The second major outing of the season was to the Weeting Steam Engine Rally, where we help our friends the Brandon and District Model Engineering Society with their operations. The Sentinel came to play on the Friday and along with Norman’s ‘Warship’, a small Hunslet looking steam engine and a recently completed ‘Statfold’ steam loco, handled the deluge of excitable schoolchildren who were queued along the station approaches solidly from 10am to 2.30pm! Some loads totalled 17 children plus driver and guard and the Sentinel performed impeccably and only drank half its tank of fuel.

 

Harlech came to play on the Saturday, and with two steam locos in service plus another battery electric, it wasn’t being used as intensively as before; it acted as early morning haulage and covering of lunch and service breaks for the steamers, plus the last few runs in the afternoon.
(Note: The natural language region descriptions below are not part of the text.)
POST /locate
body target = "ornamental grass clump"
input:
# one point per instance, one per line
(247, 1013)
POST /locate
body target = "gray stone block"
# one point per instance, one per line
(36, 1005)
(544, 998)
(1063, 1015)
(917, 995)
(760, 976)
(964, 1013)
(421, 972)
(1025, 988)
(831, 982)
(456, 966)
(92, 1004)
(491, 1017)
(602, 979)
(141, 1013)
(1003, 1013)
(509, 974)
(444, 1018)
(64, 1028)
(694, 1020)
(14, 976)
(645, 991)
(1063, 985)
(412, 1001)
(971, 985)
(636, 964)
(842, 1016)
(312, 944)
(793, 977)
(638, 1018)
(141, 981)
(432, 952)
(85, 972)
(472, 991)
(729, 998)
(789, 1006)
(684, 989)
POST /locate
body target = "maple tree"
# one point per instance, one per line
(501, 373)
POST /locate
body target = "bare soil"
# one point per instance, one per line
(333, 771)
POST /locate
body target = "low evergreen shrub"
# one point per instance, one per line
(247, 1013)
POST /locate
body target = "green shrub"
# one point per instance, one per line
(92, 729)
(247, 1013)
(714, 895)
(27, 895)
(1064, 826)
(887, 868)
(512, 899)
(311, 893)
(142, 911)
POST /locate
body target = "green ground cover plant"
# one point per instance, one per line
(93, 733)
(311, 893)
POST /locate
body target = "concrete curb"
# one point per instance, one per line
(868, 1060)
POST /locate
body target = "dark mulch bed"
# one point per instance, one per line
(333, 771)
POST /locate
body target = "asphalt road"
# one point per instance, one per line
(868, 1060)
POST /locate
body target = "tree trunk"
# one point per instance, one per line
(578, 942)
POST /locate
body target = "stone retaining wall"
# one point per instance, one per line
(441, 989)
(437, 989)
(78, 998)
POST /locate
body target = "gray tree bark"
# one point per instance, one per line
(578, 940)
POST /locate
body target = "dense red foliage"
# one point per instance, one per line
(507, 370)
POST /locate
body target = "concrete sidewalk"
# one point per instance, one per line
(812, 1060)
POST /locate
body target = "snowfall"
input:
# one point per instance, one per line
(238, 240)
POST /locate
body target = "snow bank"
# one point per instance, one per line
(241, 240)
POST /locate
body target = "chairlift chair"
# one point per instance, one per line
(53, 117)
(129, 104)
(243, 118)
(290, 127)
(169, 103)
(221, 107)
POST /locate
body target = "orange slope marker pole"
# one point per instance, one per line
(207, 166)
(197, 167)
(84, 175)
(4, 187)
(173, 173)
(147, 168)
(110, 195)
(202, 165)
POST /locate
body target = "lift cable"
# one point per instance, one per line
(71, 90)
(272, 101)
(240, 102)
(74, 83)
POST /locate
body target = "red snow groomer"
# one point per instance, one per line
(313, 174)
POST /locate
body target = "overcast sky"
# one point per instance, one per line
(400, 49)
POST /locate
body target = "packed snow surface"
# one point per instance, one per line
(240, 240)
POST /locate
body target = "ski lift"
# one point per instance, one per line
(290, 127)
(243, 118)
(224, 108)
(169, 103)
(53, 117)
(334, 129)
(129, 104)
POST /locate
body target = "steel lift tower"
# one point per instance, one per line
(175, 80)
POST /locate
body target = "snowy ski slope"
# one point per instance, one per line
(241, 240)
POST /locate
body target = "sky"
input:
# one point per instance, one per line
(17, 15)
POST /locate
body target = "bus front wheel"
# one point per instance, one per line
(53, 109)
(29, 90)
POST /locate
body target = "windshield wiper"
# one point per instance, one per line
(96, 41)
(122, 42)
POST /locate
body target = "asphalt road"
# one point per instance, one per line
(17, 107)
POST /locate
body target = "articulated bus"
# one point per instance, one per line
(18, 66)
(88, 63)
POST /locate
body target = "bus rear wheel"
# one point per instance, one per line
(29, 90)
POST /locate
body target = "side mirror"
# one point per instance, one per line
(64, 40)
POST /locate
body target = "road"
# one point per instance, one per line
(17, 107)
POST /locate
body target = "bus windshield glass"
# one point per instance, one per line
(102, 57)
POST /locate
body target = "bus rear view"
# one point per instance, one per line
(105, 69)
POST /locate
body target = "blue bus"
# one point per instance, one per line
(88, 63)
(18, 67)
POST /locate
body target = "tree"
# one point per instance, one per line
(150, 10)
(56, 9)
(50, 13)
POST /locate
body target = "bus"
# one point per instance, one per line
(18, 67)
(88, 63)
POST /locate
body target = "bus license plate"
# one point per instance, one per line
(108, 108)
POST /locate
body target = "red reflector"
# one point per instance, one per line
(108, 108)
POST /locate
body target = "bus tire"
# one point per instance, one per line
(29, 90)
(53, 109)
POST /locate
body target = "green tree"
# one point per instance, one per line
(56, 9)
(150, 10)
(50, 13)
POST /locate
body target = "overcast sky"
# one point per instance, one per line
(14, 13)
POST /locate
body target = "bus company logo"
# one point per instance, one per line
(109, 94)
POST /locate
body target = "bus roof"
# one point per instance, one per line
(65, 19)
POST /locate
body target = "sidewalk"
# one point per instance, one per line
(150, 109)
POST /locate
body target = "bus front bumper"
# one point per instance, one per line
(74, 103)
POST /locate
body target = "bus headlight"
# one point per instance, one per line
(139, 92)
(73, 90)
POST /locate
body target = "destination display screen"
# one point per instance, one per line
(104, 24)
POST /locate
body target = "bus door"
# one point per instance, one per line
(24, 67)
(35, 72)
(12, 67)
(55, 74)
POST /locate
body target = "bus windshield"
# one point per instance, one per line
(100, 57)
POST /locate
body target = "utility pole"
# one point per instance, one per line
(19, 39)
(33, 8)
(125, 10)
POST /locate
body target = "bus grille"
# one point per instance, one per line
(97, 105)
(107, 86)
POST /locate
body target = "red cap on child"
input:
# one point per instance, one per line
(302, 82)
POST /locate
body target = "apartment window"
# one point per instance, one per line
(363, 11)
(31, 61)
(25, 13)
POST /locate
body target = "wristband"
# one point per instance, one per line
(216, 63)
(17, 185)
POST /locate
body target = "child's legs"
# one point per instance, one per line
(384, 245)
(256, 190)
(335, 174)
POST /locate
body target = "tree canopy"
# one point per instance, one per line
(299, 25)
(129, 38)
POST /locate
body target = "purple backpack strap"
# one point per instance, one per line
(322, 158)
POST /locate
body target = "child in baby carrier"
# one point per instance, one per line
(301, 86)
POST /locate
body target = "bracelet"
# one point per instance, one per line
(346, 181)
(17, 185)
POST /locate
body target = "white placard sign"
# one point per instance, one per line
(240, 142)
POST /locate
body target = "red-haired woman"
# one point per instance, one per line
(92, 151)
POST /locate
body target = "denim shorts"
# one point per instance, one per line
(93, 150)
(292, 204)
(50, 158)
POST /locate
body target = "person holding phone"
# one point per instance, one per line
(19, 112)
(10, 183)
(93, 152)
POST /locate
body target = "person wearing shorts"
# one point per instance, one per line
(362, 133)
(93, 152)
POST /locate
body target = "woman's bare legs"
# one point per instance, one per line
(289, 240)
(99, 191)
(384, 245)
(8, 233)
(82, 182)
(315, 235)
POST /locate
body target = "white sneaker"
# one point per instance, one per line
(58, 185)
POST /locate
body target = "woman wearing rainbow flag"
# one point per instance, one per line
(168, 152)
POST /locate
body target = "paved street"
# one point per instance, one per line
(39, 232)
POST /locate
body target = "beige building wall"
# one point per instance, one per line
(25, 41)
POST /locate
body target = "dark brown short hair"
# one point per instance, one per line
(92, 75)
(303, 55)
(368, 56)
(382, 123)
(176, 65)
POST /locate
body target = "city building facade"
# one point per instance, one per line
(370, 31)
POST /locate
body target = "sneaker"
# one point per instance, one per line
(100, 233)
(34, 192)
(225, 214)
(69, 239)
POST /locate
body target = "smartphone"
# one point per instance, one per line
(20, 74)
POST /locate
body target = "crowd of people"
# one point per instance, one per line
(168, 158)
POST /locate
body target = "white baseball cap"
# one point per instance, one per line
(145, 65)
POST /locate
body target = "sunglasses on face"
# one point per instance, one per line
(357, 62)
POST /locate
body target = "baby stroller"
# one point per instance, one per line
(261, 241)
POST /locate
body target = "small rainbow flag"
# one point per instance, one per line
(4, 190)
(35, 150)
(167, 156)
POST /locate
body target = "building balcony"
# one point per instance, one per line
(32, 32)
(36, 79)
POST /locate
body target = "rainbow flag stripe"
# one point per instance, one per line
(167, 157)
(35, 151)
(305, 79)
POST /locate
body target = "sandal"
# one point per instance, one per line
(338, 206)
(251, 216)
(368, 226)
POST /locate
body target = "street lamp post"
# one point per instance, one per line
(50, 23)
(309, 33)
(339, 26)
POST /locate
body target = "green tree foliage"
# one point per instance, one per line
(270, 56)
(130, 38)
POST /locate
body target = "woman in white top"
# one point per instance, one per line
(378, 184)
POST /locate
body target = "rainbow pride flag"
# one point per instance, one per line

Not that Ben minded, plenty of opportunity for tea stops and to sample some of the delicious, if a bit pricey, fish and chips from the truck in the next arena. Even in this reduced capacity, the speedometer recorded 9.8 miles for the day, and some heavy trains.

The Brandon track looks flat, but it isn’t… something like a 1 in 80 gradient to climb, tight corners to negotiate, followed by having to brake on a 1 in 80 downhill into the station! Quite a demanding circuit, the 6hp Sentinel with its Eaton drive unit handles it with ease but the 1hp Harlech requires some skilled driving to keep it moving and the amps in a safe range.